Mailing List Archive

Migration from Squid
Hello,

I have been looking at Varnish as a replacement to our Squid
infrastructure for a little while now. I am very impressed with the
application and interested in implemented Varnish as a test for some
of our infrastructure. Reading through the wiki there are three things
that I have not figured out how to do / or if it's even possible which
I've detailed below.

1. Cache Peer
- There are two use cases for the cache peer for our sites. The
first is the proxy only cache peer where the system will check another
proxy for an object and retrieve that object from cache vs. requesting
it from the origin server. This has proven to be extremely effective
at reducing the overall disk footprint of our caches while maintaining
a low hit rate on the origin server. The second of course is querying
the cache on another proxy, fetching and then caching on the local
box.

2. Redirect / Rewrite
- Obviously running a redirector / rewrite application via a perl
script isn't ideal for performance but has been proven to be an
amazing resource when migrating CMS platforms or to work around
"features" of a specific application platform.

3. Header Replace
- By default Squid enforces cache policy based on headers served
from the origin system. In some cases we need to then change those
headers when returning data to the client browser. An example would be
to modify the cache-control and expires headers to instruct the
browser not to cache. For a given site we could be setting this as a
global value, for specific URL patterns / directories, or for file
extensions.

Does Varnish support this currently? If not is it on the roadmap?

Thanks,
Max
Migration from Squid [ In reply to ]
"Max Clark" <max.clark at gmail.com> writes:

> Reading through the wiki there are three things that I have not
> figured out how to do / or if it's even possible which I've detailed
> below.
>
> 1. Cache Peer

> - There are two use cases for the cache peer for our sites. The
> first is the proxy only cache peer where the system will check
> another proxy for an object and retrieve that object from cache
> vs. requesting it from the origin server. This has proven to be
> extremely effective at reducing the overall disk footprint of our
> caches while maintaining a low hit rate on the origin server.
>
> The second of course is querying the cache on another proxy,
> fetching and then caching on the local box.
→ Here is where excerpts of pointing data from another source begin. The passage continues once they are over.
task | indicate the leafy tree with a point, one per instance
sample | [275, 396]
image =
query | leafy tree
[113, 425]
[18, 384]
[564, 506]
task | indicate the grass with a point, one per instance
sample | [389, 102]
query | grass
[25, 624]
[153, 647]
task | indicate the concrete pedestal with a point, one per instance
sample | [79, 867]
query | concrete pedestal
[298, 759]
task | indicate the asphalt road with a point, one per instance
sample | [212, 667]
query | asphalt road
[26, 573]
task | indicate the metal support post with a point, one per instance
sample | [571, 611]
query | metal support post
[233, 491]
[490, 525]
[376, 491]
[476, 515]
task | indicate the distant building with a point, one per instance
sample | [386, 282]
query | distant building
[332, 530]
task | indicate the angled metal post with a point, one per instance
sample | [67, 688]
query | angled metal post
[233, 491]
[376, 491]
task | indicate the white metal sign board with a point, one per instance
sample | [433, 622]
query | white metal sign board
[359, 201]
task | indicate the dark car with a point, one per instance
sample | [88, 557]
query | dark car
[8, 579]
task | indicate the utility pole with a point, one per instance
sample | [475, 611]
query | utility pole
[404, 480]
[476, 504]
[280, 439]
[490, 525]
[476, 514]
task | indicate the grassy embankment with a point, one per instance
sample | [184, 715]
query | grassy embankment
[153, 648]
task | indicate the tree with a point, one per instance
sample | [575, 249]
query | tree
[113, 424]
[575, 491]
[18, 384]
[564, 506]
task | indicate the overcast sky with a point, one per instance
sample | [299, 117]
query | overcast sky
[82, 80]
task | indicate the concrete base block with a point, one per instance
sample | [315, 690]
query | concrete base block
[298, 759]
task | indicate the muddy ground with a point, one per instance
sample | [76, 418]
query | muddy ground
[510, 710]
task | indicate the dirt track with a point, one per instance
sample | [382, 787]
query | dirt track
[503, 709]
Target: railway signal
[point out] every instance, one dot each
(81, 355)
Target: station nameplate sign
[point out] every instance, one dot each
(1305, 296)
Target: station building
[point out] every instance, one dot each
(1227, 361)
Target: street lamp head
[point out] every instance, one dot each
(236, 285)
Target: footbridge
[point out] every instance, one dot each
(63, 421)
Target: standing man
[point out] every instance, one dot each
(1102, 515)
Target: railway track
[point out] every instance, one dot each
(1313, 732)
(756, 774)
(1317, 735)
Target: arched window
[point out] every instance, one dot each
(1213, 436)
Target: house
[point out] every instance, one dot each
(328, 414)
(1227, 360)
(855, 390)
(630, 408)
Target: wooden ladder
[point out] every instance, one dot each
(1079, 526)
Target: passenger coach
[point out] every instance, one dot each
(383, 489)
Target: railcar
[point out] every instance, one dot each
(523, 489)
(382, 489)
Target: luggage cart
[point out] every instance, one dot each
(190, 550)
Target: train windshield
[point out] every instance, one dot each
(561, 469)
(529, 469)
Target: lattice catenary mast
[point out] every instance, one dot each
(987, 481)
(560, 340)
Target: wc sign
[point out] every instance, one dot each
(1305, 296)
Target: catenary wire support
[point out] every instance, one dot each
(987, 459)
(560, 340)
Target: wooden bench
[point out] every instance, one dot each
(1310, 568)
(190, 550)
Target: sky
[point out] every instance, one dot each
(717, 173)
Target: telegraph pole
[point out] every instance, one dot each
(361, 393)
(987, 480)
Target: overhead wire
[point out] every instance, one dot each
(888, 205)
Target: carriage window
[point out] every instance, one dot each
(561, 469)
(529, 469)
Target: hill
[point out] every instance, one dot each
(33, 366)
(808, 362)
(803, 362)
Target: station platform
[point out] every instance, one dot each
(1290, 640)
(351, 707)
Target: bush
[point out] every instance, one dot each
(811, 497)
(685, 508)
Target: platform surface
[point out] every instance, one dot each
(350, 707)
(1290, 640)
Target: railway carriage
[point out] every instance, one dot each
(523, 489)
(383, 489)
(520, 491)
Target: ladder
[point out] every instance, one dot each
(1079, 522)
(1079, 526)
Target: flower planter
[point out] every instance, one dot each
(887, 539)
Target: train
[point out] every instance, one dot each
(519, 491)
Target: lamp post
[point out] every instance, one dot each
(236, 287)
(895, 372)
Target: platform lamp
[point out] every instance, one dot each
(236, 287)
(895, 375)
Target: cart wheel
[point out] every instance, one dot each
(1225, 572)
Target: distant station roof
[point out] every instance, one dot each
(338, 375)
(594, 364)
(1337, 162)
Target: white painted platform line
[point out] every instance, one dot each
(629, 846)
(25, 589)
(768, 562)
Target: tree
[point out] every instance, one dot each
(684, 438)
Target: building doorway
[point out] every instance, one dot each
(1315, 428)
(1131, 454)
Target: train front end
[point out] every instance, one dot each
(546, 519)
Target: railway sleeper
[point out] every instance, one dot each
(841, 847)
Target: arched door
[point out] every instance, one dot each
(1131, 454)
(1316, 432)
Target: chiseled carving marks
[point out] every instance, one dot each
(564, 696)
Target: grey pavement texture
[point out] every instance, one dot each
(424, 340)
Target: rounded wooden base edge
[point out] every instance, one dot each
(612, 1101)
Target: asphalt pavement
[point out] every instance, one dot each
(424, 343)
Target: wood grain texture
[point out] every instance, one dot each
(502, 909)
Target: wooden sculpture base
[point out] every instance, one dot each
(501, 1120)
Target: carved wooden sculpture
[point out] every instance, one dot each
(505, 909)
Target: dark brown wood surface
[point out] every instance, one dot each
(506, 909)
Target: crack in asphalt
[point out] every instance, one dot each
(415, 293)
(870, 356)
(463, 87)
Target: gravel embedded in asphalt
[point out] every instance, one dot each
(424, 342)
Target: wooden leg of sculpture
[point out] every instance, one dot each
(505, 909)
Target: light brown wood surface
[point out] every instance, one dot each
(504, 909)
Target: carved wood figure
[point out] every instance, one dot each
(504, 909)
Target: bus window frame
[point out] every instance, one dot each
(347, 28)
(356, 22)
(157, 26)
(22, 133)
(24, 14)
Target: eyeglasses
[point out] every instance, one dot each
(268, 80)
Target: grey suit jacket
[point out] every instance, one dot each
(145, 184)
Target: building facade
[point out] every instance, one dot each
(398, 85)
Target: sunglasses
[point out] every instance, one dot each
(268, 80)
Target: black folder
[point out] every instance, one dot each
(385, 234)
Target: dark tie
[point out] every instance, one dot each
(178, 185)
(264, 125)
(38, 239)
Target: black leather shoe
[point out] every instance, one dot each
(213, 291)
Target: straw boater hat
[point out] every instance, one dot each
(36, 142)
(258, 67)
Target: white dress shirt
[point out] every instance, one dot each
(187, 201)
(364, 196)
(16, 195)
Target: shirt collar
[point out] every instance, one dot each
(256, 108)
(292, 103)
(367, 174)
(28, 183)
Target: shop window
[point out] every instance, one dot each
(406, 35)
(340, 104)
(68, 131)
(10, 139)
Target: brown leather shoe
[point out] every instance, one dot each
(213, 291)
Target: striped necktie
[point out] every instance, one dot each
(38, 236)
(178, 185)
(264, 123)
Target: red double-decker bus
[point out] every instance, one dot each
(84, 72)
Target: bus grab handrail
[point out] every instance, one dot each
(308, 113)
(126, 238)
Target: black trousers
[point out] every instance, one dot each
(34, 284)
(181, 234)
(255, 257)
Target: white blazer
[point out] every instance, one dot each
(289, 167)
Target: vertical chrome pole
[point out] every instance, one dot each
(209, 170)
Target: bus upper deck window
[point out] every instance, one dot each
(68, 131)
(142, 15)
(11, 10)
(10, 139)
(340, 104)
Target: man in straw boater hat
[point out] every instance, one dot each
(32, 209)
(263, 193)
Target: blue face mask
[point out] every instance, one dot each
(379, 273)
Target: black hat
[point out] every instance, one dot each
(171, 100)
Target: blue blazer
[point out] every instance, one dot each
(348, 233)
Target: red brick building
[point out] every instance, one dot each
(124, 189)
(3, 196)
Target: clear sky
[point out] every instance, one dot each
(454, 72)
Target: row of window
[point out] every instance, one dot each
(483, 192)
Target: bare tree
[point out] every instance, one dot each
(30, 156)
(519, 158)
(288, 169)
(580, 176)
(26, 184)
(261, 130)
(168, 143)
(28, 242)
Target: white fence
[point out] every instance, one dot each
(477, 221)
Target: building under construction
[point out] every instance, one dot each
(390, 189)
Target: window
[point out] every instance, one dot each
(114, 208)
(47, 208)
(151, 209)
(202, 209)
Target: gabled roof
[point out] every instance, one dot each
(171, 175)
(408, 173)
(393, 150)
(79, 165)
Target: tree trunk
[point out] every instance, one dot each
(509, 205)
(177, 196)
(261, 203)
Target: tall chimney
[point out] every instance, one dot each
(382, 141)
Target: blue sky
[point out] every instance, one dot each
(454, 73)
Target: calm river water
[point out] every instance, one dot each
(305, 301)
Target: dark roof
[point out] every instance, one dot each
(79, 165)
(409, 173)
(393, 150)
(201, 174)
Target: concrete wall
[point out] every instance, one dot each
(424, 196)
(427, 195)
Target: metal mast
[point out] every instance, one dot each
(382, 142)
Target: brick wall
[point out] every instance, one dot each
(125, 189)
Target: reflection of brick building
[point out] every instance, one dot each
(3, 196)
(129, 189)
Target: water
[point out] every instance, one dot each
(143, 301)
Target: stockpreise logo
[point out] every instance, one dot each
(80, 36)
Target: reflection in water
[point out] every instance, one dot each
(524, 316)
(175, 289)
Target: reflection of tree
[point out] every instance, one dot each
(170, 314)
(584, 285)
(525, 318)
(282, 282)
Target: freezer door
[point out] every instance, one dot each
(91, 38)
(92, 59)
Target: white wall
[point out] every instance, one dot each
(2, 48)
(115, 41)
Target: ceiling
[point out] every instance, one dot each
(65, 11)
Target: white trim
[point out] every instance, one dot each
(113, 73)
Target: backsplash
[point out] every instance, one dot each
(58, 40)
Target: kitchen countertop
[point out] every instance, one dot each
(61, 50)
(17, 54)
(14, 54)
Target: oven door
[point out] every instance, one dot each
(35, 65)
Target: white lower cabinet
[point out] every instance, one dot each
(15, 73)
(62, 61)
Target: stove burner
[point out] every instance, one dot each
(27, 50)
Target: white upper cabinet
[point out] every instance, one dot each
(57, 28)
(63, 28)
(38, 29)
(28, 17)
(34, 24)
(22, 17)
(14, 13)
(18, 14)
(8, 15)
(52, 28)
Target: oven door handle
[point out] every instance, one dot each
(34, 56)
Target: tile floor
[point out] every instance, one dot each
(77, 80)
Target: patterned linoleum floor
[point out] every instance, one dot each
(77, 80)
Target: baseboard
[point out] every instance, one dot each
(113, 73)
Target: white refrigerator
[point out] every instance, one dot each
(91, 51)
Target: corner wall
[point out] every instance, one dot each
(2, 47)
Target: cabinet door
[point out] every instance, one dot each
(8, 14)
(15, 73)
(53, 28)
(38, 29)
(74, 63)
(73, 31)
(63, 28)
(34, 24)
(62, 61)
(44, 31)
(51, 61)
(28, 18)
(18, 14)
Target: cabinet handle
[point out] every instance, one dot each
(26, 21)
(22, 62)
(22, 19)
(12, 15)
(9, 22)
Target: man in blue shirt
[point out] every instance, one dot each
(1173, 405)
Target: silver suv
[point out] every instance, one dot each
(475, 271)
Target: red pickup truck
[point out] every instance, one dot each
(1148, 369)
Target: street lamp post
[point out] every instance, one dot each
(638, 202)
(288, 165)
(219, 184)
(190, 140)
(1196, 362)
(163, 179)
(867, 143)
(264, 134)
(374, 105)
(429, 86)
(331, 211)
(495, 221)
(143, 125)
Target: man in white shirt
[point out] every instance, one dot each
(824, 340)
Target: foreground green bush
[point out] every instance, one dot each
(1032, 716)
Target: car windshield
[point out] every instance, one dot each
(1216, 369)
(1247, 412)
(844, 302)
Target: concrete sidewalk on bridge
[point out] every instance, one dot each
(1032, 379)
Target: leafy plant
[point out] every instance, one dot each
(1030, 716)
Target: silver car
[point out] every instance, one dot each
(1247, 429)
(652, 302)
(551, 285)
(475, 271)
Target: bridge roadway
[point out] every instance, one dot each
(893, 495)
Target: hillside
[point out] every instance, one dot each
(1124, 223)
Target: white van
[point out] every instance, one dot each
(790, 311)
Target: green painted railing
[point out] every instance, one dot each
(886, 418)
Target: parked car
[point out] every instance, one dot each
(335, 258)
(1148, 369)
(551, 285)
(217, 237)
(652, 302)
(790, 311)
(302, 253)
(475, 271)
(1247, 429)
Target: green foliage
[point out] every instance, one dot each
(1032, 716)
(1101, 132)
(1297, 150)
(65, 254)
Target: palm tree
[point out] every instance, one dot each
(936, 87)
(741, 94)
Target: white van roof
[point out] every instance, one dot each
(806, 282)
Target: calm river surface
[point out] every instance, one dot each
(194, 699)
Sibling cache_peers is not a feature in Varnish. These are features
used to increase squid's performance by clustering, and implementing
different methods of retrieving cached data from another cache.

The functionality of parent cache_peers overlap roughly with the
backend declarations of varnish.

You will most likely will see bottlenecs in other places with varnish
than with squid. You can, of course, put varnish in front of varnish,
or load balance between varnish instances if the impact of losing your
cache is too big, and you need to safeguard against this.

The cache_peer functionality of squid is a very nice feature if you
are using squid, but you may design your caching in another way with
varnish.

> 2. Redirect / Rewrite

> - Obviously running a redirector / rewrite application via a perl
> script isn't ideal for performance but has been proven to be an
> amazing resource when migrating CMS platforms or to work around
> "features" of a specific application platform.

As long as you don't execute perl script for every request, you should
in theory have quite good performance with this method of rewriting.

With the released (up to 1.1.2) versions of varnish, it seems you have
to use an external url rewriter. While I have used apache, lighttpd
and nginx for this, there may be other, and better, alternatives
available.

> 3. Header Replace
> - By default Squid enforces cache policy based on headers served
> from the origin system. In some cases we need to then change those
> headers when returning data to the client browser. An example would be
> to modify the cache-control and expires headers to instruct the
> browser not to cache. For a given site we could be setting this as a
> global value, for specific URL patterns / directories, or for file
> extensions.
>
> Does Varnish support this currently? If not is it on the roadmap?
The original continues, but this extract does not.